In 2021, Rawson reported that she was divorcing Darian, adding that she chose to be a stay-at-home mom and actively pursue activism for rights of crime victims, as well as accompany the families of other serial killers who go through similar experiences.

In January 2023, Rawson spoke to the media about Bryan Kohberger, the man who was convicted in 2025 of murdering four college students in Moscow, Idaho, in November 2022, saying that her "stomach sank" when she saw many similarities between Kohberger and her father, including the interest in criminology and criminal justice, which experts say is common among serial killers, citing further examples like Joseph James DeAngelo and Ted Bundy. Rawson believes that it is "entirely" possible that her father and Kohberger were in touch via email or phone before Kohberger's murders and that Rader influenced Kohberger, explaining that Rader had problems with prison officials at El Dorado for sending his underpants, glasses, and other memorabilia to his "fans".
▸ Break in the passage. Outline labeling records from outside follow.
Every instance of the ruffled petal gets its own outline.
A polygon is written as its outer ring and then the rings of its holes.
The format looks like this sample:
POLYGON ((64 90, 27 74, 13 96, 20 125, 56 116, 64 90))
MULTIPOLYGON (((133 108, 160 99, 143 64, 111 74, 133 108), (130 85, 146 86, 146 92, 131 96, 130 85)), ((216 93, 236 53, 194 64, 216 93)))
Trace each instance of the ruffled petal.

Rawson appeared in the 2025 Netflix documentary film My Father, the BTK Killer and in the Gone Girls: The Long Island Serial Killer Netflix documentary chronicling the story of the Gilgo Beach serial killings and its main suspect Rex Heuermann, who pleaded guilty to eight murders on April 8, 2026. Rawson met with Heuermann's wife, daughter, and stepson during the production.